The Shikari by Ali Hammad

Home / Salons / 16th ARC Salon

Ali Hammad

The Shikari

2021

127 x 101.6 cm | 50 x 40 in

Oil on canvas

  • FWSD 2023 Award

This work is available for purchase, for inquiries please write to kara.ross@artrenewal.org

There is a beautiful African adage, “Until the lions have their historians, tales of the hunt shall always glorify the hunter.”

Ever since man’s advent on Earth, two questions glaringly looked him in the face. 1, As to how to keep the wolf from the door; 2, How to fight against the rigours of the changeful seasons. Naturally he sought the answer only in hunting the animals to provide him with food and hides to cover his body. Thus with this, the unrelenting enmity between man and the predators continued.

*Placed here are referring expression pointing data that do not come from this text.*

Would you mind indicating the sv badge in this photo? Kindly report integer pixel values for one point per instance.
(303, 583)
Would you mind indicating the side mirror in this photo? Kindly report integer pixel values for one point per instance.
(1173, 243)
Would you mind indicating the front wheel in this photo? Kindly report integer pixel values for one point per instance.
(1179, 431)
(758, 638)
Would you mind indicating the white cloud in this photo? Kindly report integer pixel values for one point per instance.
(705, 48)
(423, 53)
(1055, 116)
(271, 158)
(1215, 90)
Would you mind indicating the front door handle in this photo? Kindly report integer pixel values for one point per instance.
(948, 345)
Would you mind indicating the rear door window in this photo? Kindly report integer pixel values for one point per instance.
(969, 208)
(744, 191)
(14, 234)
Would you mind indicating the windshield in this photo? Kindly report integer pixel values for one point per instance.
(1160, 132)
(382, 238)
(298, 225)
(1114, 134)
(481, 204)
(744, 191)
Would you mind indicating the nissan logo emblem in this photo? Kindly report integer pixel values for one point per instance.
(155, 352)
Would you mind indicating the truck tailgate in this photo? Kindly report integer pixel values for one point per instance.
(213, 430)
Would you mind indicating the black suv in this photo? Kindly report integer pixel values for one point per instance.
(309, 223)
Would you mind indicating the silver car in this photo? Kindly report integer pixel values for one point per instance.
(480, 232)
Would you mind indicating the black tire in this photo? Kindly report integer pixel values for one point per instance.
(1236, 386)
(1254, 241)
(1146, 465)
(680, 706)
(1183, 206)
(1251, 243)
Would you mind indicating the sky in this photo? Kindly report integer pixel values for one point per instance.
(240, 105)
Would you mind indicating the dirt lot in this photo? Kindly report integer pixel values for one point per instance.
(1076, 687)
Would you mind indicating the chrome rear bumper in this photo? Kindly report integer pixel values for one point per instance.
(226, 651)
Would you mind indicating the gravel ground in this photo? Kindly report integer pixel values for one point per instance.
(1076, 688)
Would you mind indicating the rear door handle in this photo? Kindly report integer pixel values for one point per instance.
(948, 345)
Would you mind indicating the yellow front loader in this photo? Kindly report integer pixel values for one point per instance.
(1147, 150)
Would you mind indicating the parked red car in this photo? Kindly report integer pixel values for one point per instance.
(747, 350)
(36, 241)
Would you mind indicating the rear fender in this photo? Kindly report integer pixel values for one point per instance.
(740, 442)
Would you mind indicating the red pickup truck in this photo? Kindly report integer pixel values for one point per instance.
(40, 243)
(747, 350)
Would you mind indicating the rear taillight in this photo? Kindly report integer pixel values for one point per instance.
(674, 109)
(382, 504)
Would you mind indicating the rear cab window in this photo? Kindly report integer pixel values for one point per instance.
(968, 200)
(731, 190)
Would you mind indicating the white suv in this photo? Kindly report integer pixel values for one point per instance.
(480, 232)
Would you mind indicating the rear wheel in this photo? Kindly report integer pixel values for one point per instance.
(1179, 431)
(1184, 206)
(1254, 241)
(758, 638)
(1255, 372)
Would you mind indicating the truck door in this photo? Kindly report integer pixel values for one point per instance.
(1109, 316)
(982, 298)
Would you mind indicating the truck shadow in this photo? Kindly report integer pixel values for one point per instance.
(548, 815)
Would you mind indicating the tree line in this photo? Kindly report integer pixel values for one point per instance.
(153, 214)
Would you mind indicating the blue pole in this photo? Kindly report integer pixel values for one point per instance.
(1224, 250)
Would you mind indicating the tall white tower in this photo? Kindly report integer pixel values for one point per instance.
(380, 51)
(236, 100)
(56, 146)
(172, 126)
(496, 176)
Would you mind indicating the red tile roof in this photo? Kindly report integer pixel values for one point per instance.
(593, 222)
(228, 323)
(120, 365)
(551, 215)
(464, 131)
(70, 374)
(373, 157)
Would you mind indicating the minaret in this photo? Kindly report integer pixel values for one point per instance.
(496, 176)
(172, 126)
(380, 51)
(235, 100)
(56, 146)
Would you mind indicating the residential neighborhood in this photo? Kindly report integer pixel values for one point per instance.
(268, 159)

We human beings have not only hunted for the lands; but also, precious pearls in the depths of the oceans and the stars in unfathomable space.

When I was a child my father used to read  to me the hunting stories by Jim Corbett, a great British ‘shikari’ and a naturalist. Stories like ‘Man-Eaters Of Kumaon’ and ‘The Man-eating Leopard of Rudraprayag’  simply held me spellbound. One attribute of Jim Corbett for ‘the king of the jungle’ kept fascinating me through out my life, “The lion is a great-hearted gentleman of the jungle and would never attack a human being unless provoked”. In the light of this one can easily gauge that ironically it is not only a ‘shikari’ who comes out successful in killing the animal but sometime falls a prey to the animal himself. It is out of this strange tussle that I always wanted to paint a man as a ‘shikari’. For this painting, I made the model stand in the contrapposto pose, to depict heroic grace and pride.